Integration of PDM with PIP-Audit for enhanced default project security.

[galenseilis]

Hey everyone! 👋

I'm currently using pdm as my Python package and dependency manager, and I'm looking for a way to seamlessly integrate security checks into my workflow. Specifically, I'd like to ensure that any packages I add or update do not have known vulnerabilities listed in the Python Packaging Authority's Security Advisory Database.

I've been exploring pip-audit, which seems like a great tool for auditing Python dependencies for security advisories, but I haven't decided on a way to automate this process directly within pdm. There is a pre-commit hook for pip-audit, but I think it doesn't recognize toml files (which are what I am mostly using now). I am aware of pdm's capability to generate a requirements file, but I am currently unaware of if/how that could be composed together.

Ideally, I'd like to:

Run pip-audit automatically whenever I add a new dependency with pdm add <package> or when I update dependencies.
Prevent any packages with vulnerabilities from being added to the project unless explicitly allowed.
Optionally, integrate this into my CI pipeline to ensure that no vulnerable dependencies make it into production.

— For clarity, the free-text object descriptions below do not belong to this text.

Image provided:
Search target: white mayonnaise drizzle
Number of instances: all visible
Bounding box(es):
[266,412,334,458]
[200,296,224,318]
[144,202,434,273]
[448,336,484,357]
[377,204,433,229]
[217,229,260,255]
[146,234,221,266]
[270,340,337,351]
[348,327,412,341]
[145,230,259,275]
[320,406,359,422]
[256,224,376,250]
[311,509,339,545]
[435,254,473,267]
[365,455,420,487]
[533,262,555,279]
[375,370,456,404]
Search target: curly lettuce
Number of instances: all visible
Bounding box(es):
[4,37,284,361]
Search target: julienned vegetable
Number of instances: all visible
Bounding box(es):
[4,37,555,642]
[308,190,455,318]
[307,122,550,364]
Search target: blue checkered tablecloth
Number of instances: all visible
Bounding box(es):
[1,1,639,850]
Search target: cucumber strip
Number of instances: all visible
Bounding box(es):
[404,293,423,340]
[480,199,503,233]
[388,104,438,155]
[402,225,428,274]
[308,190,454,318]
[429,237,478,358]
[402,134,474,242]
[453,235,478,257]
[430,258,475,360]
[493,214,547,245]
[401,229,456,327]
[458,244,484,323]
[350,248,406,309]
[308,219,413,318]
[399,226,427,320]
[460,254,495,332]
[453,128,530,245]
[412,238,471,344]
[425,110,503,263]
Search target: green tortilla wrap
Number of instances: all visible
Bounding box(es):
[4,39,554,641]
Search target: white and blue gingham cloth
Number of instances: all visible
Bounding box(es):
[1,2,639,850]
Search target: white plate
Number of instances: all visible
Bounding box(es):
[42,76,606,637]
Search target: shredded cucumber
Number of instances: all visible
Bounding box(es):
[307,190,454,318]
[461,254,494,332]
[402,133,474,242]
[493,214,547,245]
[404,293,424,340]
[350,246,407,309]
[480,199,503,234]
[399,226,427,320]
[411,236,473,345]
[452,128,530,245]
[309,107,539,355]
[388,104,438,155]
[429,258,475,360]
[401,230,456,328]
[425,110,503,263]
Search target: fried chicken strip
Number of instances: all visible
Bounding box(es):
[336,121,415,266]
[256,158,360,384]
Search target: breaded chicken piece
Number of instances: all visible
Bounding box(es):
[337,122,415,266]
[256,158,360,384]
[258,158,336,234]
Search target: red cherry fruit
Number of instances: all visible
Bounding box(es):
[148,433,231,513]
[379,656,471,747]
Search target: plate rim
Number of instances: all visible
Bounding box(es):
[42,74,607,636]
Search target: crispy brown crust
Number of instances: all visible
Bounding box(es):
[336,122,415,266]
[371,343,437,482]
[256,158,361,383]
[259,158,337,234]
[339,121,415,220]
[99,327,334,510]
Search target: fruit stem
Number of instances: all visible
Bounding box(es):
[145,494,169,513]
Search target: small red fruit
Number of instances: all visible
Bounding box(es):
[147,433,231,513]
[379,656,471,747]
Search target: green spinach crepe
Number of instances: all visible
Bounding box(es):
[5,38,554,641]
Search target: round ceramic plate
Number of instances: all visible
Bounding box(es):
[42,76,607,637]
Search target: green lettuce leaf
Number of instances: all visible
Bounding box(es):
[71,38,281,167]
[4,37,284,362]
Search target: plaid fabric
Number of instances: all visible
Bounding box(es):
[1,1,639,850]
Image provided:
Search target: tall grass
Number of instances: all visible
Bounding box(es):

My current thinking is to do one of the following:

• Write some number of hooks to block adding or installing.
• Write CLI plugins with "s" for "secure", like sadd being a portmanteau of "secure add".

Has anyone here successfully integrated pip-audit with pdm? If so, I'd love to hear about your setup or any hooks you've implemented. Additionally, are there better approaches or tools for achieving this level of security in a pdm-managed project?

Any code examples, scripts, or tips would be greatly appreciated! 🚀

Thanks in advance! 🙏

[galenseilis]

Just found pdm_audit. I'm not sure how ready it is yet for use, but it looks promising!